I was recently in Boston for the Mapping Relational Data to RDF workshop of the W3C.

The common feeling was that mapping everything to RDF and querying it in terms of a generic domain ontology, mapped on demand into whatever line of business systems, would be very good if it only could be done. However, since this is not so easily done, the next best is to extract the data and then warehouse it as RDF.

The obstacles perceived were of the following types:

  • Lack of quality in the data. The different line of business systems do not in and of themselves hold enough semantics. If the meaning of data columns in relational tables were really known and explicit, these could be meaningfully used for joining across systems. But this is more complex than just mapping the metal lead to the chemical symbol Pb and back.

  • Lack of performance in RDF storage. Data sets even in the tens-of-millions of triples do not run very well in some stores. Well, we had the Banff life sciences demo with 450M triples in a small server box running Virtuoso, so this is not universal, plus of course we are coming up with a whole different order of magnitude, as often discussed on this blog.

  • Lack of functionality in mapping and possibly lack of pushing through enough of the query processing to the underlying data stores.

Personally, I am quite aware of what to do with regard to performance of mapping and storage, and see these as eminently solvable issues. After all, we have a great investment of talent in databases in general and it can be well deployed towards RDF, as we have been doing these past couple of years. So we talk about the promise of a 360-degree view of information, with RDF being the top layer. Everybody agrees that this is a nice concept. But this is a nice concept especially when it can do the things that are the most common baseline expectation of any regular DBMS, i.e., aggregation, grouping, sub-queries, VIEWs. Now, I would not go sell a DBMS that has no COUNT operator to a data warehousing shop.

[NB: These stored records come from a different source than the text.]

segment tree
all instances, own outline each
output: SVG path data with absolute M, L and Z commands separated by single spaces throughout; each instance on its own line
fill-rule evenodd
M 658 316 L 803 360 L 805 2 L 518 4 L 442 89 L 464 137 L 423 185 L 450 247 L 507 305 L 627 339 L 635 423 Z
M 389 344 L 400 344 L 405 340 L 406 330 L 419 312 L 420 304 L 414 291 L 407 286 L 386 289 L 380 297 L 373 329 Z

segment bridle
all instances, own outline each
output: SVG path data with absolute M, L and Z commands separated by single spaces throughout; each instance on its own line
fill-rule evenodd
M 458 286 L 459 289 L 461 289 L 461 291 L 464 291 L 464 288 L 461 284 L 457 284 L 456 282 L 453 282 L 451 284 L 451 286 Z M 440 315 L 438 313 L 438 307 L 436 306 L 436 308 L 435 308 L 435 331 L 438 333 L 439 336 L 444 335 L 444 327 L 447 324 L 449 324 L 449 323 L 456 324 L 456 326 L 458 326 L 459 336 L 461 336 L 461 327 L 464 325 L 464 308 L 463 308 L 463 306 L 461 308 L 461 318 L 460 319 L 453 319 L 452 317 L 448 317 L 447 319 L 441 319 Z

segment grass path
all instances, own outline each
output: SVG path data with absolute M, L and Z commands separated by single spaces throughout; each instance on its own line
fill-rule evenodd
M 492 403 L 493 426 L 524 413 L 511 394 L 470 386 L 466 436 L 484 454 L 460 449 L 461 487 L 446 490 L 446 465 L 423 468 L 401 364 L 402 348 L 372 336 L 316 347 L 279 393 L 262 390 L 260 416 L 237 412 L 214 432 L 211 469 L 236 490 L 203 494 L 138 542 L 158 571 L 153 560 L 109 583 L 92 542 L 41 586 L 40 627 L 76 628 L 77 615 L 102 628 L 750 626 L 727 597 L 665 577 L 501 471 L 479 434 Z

The fact that OpenLink and Oracle allow RDF inside SQL, and OpenLink even adds native aggregates and grouping to SPARQL, fixes the problem with regard to specific products, but leaves the standardization issue open. Of course, any vendor will solve these questions one way or another because a database with no aggregation is a non-starter.

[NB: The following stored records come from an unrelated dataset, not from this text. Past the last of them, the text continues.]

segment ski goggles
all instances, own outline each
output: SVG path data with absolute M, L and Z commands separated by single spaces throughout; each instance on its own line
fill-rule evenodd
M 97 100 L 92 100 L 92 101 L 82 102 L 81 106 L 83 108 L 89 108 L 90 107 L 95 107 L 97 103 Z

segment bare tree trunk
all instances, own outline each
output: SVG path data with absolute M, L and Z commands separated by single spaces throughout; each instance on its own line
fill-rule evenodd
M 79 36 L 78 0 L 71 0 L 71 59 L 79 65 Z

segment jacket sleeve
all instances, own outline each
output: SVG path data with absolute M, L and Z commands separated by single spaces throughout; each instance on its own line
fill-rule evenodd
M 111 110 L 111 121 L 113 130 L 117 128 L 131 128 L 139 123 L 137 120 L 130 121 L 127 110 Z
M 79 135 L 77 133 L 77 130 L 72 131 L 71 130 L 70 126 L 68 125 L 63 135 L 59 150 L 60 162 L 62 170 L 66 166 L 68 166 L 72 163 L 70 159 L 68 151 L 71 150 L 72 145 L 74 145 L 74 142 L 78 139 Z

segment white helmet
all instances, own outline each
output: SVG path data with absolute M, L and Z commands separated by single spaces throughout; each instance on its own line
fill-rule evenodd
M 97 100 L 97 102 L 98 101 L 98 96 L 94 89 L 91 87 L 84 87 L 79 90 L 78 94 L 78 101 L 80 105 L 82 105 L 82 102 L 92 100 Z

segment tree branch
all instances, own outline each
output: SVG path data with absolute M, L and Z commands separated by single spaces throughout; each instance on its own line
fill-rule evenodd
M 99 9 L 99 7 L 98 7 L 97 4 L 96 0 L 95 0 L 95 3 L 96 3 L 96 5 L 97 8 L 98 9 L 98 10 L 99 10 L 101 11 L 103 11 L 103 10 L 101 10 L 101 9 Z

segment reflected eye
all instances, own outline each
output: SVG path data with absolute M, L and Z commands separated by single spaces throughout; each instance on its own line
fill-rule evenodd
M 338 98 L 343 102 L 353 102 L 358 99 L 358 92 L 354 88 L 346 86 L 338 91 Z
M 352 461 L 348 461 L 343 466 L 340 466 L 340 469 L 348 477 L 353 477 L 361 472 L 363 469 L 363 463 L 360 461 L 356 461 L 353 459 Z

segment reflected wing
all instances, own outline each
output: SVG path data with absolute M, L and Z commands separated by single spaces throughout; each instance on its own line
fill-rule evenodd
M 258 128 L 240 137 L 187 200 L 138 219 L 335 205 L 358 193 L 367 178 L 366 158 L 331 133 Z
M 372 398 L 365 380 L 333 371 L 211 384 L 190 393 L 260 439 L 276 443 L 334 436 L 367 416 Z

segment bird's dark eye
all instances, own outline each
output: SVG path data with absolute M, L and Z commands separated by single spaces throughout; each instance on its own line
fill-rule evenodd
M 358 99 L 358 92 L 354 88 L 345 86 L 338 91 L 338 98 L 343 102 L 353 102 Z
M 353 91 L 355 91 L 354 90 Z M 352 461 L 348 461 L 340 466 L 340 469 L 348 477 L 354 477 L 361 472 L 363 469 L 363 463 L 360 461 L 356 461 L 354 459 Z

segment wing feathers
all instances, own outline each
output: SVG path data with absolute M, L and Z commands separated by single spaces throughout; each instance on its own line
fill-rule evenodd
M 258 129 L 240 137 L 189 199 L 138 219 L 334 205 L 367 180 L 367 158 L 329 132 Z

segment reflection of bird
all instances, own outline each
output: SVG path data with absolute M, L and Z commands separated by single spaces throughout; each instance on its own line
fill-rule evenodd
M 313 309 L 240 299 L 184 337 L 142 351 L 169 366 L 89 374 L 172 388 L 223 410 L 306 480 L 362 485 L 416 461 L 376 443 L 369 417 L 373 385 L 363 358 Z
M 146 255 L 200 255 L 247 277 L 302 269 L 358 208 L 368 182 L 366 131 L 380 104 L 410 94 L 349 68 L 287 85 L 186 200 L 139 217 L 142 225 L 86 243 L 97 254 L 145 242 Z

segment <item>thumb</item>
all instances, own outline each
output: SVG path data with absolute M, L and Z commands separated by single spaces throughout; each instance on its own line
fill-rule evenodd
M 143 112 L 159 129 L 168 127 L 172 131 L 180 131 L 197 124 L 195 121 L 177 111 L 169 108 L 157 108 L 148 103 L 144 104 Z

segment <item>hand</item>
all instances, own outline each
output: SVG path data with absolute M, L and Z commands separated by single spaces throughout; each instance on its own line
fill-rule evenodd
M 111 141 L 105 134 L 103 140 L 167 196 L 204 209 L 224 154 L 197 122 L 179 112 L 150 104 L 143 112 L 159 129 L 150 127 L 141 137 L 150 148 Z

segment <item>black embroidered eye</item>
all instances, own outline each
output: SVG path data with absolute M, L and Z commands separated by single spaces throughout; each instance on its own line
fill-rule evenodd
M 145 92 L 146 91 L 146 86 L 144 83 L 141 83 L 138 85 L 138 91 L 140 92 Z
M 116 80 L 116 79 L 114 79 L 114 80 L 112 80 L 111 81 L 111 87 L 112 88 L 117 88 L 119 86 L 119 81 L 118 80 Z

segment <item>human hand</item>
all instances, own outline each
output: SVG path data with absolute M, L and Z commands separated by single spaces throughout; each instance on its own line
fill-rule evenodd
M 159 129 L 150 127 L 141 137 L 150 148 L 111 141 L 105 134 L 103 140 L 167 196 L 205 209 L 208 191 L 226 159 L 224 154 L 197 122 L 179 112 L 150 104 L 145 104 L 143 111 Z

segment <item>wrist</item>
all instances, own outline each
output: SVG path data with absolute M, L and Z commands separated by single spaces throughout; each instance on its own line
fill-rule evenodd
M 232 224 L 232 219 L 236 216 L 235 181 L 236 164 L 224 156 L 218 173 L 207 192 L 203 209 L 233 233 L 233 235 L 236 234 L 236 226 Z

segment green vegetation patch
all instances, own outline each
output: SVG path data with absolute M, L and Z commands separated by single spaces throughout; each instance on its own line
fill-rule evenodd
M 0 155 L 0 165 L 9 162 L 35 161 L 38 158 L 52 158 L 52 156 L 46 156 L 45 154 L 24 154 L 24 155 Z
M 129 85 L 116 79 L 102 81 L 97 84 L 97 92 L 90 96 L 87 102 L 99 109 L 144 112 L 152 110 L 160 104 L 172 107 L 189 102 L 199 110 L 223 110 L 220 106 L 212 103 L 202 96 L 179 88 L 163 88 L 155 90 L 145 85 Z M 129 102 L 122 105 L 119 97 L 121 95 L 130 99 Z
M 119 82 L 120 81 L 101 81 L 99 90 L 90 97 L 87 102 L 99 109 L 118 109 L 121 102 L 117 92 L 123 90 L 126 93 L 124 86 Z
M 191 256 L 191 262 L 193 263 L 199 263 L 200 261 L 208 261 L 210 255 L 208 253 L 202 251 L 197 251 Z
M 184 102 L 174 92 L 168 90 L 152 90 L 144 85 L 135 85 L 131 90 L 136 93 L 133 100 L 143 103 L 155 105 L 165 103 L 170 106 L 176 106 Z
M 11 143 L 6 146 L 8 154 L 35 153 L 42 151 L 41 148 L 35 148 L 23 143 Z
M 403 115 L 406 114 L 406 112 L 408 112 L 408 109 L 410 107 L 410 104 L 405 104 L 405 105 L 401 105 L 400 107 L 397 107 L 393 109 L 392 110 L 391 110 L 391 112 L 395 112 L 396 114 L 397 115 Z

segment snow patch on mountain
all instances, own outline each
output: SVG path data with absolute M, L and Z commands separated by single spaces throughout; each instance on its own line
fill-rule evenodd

I talked to Lee Feigenbaum, chair of the W3C DAWG, about the question of aggregates and general BI capabilities in SPARQL. He told me that, prior to his time with the DAWG, these were left out because they conflicted with the open-world assumption around RDF: You cannot count a set because by definition you do not know that you have all the members, the world being open and all that.

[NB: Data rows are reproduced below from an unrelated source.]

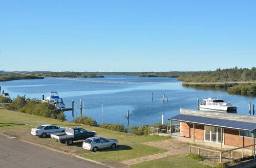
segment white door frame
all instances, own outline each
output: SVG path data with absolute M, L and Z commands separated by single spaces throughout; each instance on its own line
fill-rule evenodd
M 217 140 L 217 141 L 218 141 L 218 136 L 219 136 L 219 134 L 218 134 L 219 132 L 218 132 L 218 128 L 220 128 L 220 127 L 214 127 L 214 126 L 208 126 L 208 125 L 204 125 L 204 141 L 209 142 L 211 142 L 211 143 L 216 143 L 216 144 L 220 144 L 221 143 L 220 142 L 214 142 L 214 141 L 211 141 L 211 129 L 210 129 L 210 141 L 205 140 L 205 126 L 208 126 L 208 127 L 217 127 L 217 129 L 216 129 L 217 130 L 217 131 L 216 131 L 216 139 Z M 224 142 L 225 142 L 224 130 L 225 130 L 224 128 L 222 129 L 222 136 L 223 137 L 223 141 L 222 142 L 222 144 L 224 144 Z

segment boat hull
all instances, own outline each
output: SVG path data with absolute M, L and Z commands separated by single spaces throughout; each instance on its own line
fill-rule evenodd
M 213 111 L 224 113 L 237 113 L 237 106 L 217 106 L 211 105 L 200 105 L 199 109 L 204 111 Z

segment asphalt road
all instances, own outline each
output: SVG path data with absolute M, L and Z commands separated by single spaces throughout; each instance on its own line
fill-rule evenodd
M 106 167 L 0 135 L 0 167 Z

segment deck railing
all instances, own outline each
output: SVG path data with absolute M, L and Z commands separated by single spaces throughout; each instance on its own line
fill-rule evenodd
M 206 150 L 206 151 L 210 151 L 210 152 L 218 153 L 220 154 L 220 162 L 221 163 L 222 162 L 222 156 L 223 156 L 223 154 L 224 153 L 231 151 L 230 160 L 233 161 L 233 151 L 242 149 L 242 156 L 241 156 L 242 157 L 241 157 L 241 158 L 244 158 L 244 149 L 245 148 L 249 147 L 253 147 L 253 146 L 254 146 L 254 145 L 247 145 L 247 146 L 246 146 L 244 147 L 236 148 L 234 148 L 234 149 L 230 149 L 230 150 L 226 150 L 226 151 L 218 151 L 218 150 L 215 150 L 209 149 L 207 149 L 207 148 L 203 148 L 203 147 L 198 147 L 198 146 L 193 146 L 193 145 L 189 145 L 189 154 L 191 153 L 191 148 L 198 149 L 198 154 L 199 155 L 200 155 L 200 149 L 204 150 Z M 254 148 L 255 148 L 255 147 L 252 148 L 252 155 L 255 155 L 255 153 L 254 153 Z
M 172 131 L 171 131 L 172 129 Z M 179 125 L 173 125 L 171 128 L 167 127 L 166 129 L 161 129 L 158 128 L 148 127 L 148 134 L 157 134 L 159 135 L 161 134 L 168 134 L 170 133 L 180 132 L 180 127 Z

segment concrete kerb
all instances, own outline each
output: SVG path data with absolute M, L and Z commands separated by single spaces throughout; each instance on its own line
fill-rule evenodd
M 7 134 L 1 133 L 1 132 L 0 132 L 0 135 L 3 135 L 3 136 L 5 136 L 7 137 L 10 137 L 10 135 L 7 135 Z M 25 139 L 20 139 L 20 138 L 16 138 L 16 139 L 18 139 L 19 141 L 21 141 L 24 142 L 26 143 L 28 143 L 28 144 L 31 144 L 31 145 L 34 145 L 34 146 L 38 146 L 38 147 L 41 147 L 41 148 L 45 148 L 45 149 L 48 149 L 48 150 L 51 150 L 51 151 L 54 151 L 54 152 L 58 152 L 58 153 L 61 153 L 61 154 L 63 154 L 68 155 L 69 155 L 70 156 L 72 156 L 72 157 L 76 157 L 76 158 L 79 158 L 79 159 L 82 159 L 82 160 L 86 160 L 86 161 L 90 161 L 90 162 L 93 162 L 93 163 L 96 163 L 96 164 L 98 164 L 103 165 L 103 166 L 105 166 L 108 167 L 115 168 L 115 167 L 113 167 L 113 166 L 110 166 L 109 165 L 107 165 L 106 164 L 104 164 L 104 163 L 103 163 L 102 162 L 98 162 L 98 161 L 95 161 L 95 160 L 91 160 L 91 159 L 87 159 L 87 158 L 84 158 L 83 157 L 81 157 L 80 156 L 75 155 L 75 154 L 72 154 L 72 153 L 68 153 L 68 152 L 66 152 L 59 150 L 58 149 L 53 149 L 53 148 L 50 148 L 50 147 L 47 147 L 47 146 L 44 146 L 44 145 L 40 145 L 40 144 L 36 144 L 35 143 L 33 143 L 32 142 L 30 142 L 30 141 L 27 141 L 27 140 L 25 140 Z

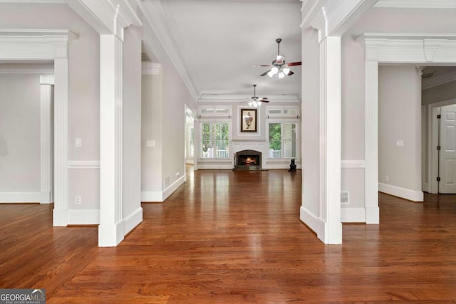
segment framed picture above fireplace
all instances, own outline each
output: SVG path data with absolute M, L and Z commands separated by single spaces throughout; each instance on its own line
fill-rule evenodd
M 256 132 L 256 110 L 241 109 L 241 132 Z

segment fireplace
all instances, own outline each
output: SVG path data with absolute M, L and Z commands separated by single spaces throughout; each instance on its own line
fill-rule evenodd
M 242 150 L 234 154 L 234 170 L 261 170 L 261 152 Z

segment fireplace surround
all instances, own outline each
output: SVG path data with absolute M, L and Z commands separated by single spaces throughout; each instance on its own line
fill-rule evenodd
M 261 152 L 255 150 L 242 150 L 234 154 L 234 170 L 261 170 Z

Say what? Talk about the road to hell being paved with good intentions. Now, this is in no way Lee's or the present day DAWG's fault; as a member myself, I can attest to the good work and would under no circumstances wish any delays or revisions to SPARQL at this point. I am just pointing out a matter that all implementations should address, as a sort of precondition of entry into the real world IS space. If this can be done interoperably, so much the better.

Now, out of the deliberations at the Boston workshop arose at least two ideas for follow-up activity.

The first was an incubator group for RDF store and mapping benchmarking. This is very appropriate in order to dispel the bad name RDF storage and querying performance has been saddled with. As a first step in this direction, I will outline a social web oriented benchmark on this blog.

The second activity was an incubator group for preparing standardization of mapping methodologies from relational schemas to RDF. We will be active on this as well.

The two offshoots appear logically separate but are not necessarily so in practice. A benchmark is after all something that is supposed to promote a technology to a user base. The user base seems to wish to put all online systems and data warehouses under a common top level RDF model and then query away, introducing no further replication of data or performance cost or ETL latencies.

Updating would also be nice but even query only would be very good. Personally, I'd say the RDF strength is all on the query side. Transactions are taken care of well enough by what there already is, RDF stands out in integration and the ad-hoc and discovery side of the matter. Given this, we expect the value to be consumed in a heterogeneous, multi-database, federated environment. Thus a benchmark should measure this aspect of the use-case. With the right mapping and queries, we could probably demonstrate the added cost of RDF to be very low, as long as we could push all queries that can be answered by a single source to the responsible DBMS. For distributed joins, we are back at the question of optimizing distributed queries but this is a familiar one and RDF is not the principal cost factor.

The subject does become quite complex at this point. We would have to take supposedly representative synthetic OLTP and BI data sets (like the ones in TPC-D, TPC-E, and TPC-H), and invent queries across them that would both make sense and be implementable in SPARQL extended with aggregates and sub-queries. Reliance on SPARQL extensions is simply unavoidable. Setting up the test systems would be non-trivial, even though there is a lot of industry experience in these matters on the database side.

So, while this is probably the benchmark most relevant to the target audience, we may have to start with a simpler one. I will next outline something to the effect.